Diario de un perdedor nos muestra, en toda su gloriosa repugnancia, a alguien con la integridad de presenciar los gestos naturales del universo con cariño, y las idiosincrasias humanas, en especial aquellas ligadas al ego personal, con apática vehemencia. Eduard Limónov aseguraba no verse esencialmente reflejado en la biografía que Carrère divulgó de él. No obstante, el personaje de este libro corre absolutamente paralelo a los bocetos literarios que parió el autor galo.

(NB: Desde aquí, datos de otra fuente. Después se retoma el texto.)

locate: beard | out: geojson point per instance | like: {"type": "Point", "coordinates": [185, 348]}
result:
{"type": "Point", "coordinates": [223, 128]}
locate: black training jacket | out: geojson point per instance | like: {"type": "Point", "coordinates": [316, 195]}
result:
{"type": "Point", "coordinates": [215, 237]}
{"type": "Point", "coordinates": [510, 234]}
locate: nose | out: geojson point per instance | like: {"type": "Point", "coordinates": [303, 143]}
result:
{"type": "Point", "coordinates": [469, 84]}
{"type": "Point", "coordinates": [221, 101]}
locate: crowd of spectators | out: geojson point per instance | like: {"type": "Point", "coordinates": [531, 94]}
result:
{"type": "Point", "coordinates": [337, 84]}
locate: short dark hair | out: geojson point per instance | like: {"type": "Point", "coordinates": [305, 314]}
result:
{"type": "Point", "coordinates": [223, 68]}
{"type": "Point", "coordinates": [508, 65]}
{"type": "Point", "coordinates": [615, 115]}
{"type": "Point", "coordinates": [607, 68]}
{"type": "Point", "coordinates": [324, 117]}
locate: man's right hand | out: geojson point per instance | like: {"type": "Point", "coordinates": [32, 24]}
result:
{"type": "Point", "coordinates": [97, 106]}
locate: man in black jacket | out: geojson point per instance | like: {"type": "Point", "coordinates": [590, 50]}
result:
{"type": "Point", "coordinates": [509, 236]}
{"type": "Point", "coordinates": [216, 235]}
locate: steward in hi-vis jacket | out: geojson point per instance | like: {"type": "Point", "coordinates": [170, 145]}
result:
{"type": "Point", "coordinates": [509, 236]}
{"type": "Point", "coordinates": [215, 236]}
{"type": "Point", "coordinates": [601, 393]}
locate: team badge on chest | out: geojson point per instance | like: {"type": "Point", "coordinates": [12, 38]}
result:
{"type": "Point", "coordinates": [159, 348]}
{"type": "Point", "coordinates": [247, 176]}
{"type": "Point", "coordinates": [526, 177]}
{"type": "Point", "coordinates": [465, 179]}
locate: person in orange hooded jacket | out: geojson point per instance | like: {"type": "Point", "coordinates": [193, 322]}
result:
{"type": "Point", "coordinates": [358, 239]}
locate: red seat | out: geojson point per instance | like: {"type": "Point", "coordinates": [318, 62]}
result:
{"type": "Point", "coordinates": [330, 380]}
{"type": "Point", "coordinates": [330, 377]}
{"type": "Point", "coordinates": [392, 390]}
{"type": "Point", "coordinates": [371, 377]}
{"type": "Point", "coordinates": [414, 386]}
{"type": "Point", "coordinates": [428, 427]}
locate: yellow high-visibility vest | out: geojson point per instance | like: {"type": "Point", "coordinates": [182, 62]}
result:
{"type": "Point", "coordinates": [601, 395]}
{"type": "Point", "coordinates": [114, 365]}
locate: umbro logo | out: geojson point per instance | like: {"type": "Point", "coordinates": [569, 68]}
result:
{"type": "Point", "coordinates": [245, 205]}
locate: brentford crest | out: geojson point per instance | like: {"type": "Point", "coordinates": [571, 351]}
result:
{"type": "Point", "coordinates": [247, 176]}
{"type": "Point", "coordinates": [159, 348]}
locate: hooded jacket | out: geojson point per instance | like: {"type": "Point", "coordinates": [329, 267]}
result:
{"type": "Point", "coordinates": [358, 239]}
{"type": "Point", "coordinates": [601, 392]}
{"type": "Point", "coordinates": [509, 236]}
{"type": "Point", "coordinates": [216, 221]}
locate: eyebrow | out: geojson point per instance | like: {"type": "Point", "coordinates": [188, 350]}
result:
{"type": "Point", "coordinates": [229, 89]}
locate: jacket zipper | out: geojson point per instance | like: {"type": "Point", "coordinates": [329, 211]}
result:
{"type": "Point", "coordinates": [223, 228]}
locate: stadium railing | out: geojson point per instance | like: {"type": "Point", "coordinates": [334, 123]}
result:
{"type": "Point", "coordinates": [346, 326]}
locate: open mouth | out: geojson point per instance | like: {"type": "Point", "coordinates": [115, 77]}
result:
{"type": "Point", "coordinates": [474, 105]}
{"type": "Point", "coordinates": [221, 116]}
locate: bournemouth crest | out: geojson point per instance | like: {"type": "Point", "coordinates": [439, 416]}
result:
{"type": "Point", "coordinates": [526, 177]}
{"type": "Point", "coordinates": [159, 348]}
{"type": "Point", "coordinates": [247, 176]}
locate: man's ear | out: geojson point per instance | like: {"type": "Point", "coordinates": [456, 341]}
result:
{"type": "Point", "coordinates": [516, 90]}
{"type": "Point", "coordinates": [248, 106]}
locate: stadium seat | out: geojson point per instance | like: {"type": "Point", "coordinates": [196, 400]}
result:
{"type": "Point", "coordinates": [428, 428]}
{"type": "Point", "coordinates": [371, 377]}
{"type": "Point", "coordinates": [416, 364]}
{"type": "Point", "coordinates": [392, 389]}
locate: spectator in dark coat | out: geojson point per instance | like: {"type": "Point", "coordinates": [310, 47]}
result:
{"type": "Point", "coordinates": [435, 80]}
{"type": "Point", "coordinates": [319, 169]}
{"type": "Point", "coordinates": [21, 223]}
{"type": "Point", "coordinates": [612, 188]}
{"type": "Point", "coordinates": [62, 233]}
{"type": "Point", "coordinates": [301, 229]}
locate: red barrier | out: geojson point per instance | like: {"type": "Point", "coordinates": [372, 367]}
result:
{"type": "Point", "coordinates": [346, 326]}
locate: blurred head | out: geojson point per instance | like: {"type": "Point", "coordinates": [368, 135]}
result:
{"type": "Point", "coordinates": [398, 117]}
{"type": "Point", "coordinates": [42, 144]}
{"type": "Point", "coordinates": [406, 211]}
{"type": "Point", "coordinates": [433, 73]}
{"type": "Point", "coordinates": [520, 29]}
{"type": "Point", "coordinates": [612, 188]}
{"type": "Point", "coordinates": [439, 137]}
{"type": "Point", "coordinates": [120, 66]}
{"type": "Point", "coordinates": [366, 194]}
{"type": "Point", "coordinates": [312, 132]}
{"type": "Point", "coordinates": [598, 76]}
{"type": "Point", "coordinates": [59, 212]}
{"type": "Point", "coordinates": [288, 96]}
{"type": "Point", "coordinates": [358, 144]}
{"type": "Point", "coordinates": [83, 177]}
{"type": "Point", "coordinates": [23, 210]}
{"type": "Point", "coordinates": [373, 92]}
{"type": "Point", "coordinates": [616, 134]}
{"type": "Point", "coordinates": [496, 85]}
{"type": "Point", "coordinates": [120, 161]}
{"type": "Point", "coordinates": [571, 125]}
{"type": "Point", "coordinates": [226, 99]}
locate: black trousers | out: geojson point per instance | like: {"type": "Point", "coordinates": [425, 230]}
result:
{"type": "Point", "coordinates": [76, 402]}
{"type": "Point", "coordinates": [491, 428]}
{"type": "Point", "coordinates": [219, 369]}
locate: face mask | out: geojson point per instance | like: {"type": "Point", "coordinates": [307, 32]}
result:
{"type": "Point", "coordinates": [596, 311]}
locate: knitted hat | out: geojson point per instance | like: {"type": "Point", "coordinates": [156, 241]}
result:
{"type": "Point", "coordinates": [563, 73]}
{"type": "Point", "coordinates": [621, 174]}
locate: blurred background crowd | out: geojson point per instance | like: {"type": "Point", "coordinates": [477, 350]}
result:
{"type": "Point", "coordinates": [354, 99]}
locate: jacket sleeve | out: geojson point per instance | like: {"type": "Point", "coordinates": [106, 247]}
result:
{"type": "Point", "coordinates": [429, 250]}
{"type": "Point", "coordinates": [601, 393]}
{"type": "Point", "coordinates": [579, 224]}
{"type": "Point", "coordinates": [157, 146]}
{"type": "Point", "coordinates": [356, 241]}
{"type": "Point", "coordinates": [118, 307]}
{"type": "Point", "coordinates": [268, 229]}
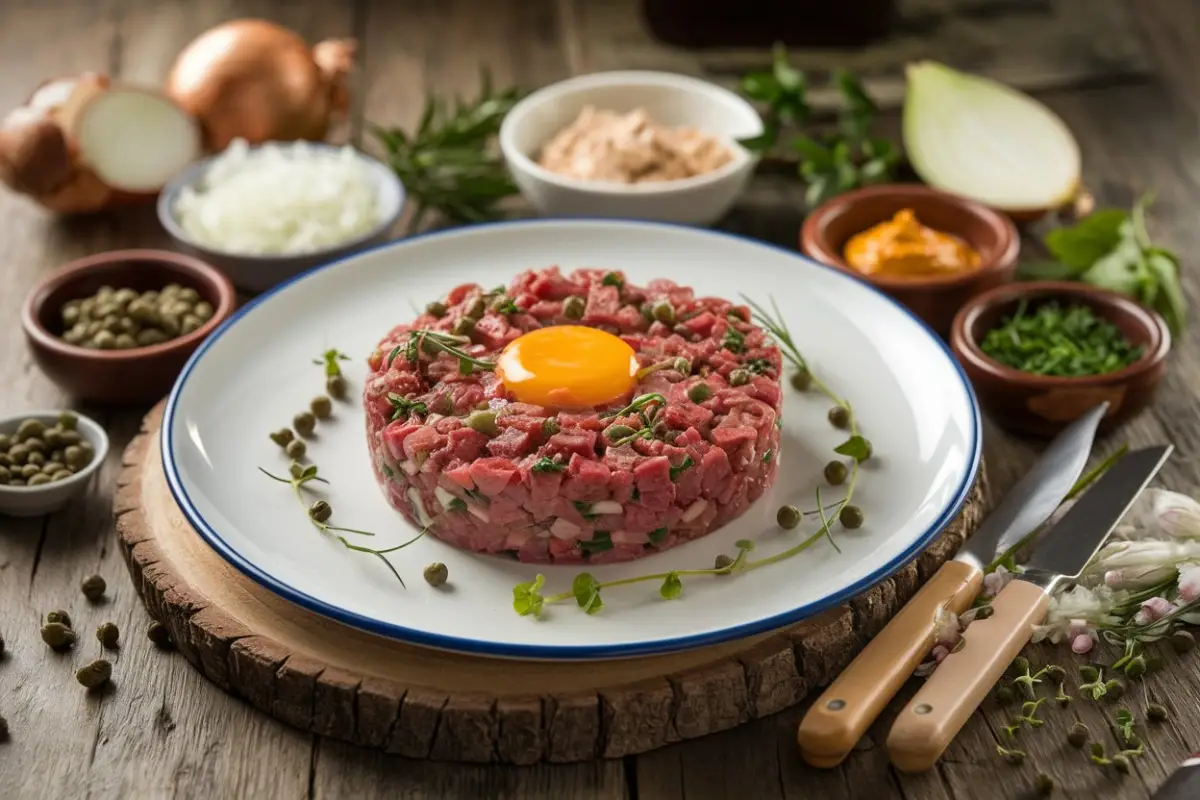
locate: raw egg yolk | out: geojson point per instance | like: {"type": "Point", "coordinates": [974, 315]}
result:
{"type": "Point", "coordinates": [568, 366]}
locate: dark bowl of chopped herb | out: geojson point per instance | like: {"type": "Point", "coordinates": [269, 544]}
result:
{"type": "Point", "coordinates": [1041, 354]}
{"type": "Point", "coordinates": [910, 262]}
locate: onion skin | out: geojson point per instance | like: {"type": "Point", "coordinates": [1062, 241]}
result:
{"type": "Point", "coordinates": [257, 80]}
{"type": "Point", "coordinates": [37, 157]}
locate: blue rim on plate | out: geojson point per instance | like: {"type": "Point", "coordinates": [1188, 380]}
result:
{"type": "Point", "coordinates": [484, 648]}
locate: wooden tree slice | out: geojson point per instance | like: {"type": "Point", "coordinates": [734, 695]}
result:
{"type": "Point", "coordinates": [335, 680]}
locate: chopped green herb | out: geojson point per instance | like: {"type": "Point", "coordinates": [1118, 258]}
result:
{"type": "Point", "coordinates": [599, 542]}
{"type": "Point", "coordinates": [1059, 341]}
{"type": "Point", "coordinates": [545, 464]}
{"type": "Point", "coordinates": [403, 407]}
{"type": "Point", "coordinates": [733, 340]}
{"type": "Point", "coordinates": [684, 464]}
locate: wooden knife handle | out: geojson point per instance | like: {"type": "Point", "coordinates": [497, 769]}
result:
{"type": "Point", "coordinates": [941, 708]}
{"type": "Point", "coordinates": [852, 702]}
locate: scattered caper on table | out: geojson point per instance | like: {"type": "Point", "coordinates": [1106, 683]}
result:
{"type": "Point", "coordinates": [93, 587]}
{"type": "Point", "coordinates": [108, 635]}
{"type": "Point", "coordinates": [124, 319]}
{"type": "Point", "coordinates": [95, 674]}
{"type": "Point", "coordinates": [851, 517]}
{"type": "Point", "coordinates": [436, 573]}
{"type": "Point", "coordinates": [58, 636]}
{"type": "Point", "coordinates": [37, 452]}
{"type": "Point", "coordinates": [322, 407]}
{"type": "Point", "coordinates": [336, 386]}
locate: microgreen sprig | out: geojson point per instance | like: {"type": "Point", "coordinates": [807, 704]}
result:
{"type": "Point", "coordinates": [329, 359]}
{"type": "Point", "coordinates": [528, 597]}
{"type": "Point", "coordinates": [319, 512]}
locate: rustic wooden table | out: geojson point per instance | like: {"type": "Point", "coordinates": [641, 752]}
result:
{"type": "Point", "coordinates": [166, 732]}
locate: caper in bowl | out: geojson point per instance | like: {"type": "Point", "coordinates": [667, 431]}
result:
{"type": "Point", "coordinates": [118, 328]}
{"type": "Point", "coordinates": [47, 458]}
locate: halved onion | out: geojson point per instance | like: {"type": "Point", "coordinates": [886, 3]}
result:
{"type": "Point", "coordinates": [976, 137]}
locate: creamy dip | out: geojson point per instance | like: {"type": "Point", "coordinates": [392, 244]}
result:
{"type": "Point", "coordinates": [630, 148]}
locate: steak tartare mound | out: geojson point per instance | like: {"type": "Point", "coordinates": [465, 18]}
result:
{"type": "Point", "coordinates": [689, 449]}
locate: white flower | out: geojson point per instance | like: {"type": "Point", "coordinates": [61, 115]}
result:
{"type": "Point", "coordinates": [1189, 582]}
{"type": "Point", "coordinates": [1176, 515]}
{"type": "Point", "coordinates": [995, 582]}
{"type": "Point", "coordinates": [1152, 611]}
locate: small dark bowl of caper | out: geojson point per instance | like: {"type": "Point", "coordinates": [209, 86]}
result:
{"type": "Point", "coordinates": [46, 459]}
{"type": "Point", "coordinates": [118, 328]}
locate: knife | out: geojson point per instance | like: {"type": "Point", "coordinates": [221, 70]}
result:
{"type": "Point", "coordinates": [954, 690]}
{"type": "Point", "coordinates": [847, 708]}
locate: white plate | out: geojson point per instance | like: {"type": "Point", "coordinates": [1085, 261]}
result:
{"type": "Point", "coordinates": [256, 371]}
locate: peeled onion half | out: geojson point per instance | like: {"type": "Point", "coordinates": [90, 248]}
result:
{"type": "Point", "coordinates": [976, 137]}
{"type": "Point", "coordinates": [82, 144]}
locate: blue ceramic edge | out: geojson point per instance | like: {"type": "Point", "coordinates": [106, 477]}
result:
{"type": "Point", "coordinates": [484, 648]}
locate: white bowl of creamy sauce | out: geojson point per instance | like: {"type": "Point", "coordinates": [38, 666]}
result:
{"type": "Point", "coordinates": [636, 144]}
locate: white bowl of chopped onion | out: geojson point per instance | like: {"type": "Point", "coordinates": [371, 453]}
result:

Pero, como seguramente opinaría el protagonista de este diario, ¿qué coño importa? Al fin y al cabo, la tierra ya se está dando un atracón con sus huesos. Y aunque la edición en español de este libro demuestra que los muertos sí cuentan cuentos, lo cierto es que poco les importa lo que se piense de ellos. Perdedores, o no, todos han corrido la misma suerte mortal.
A eso le llamo yo democracia, y no al nacional bolchevismo. Ya lo siento, Eduard.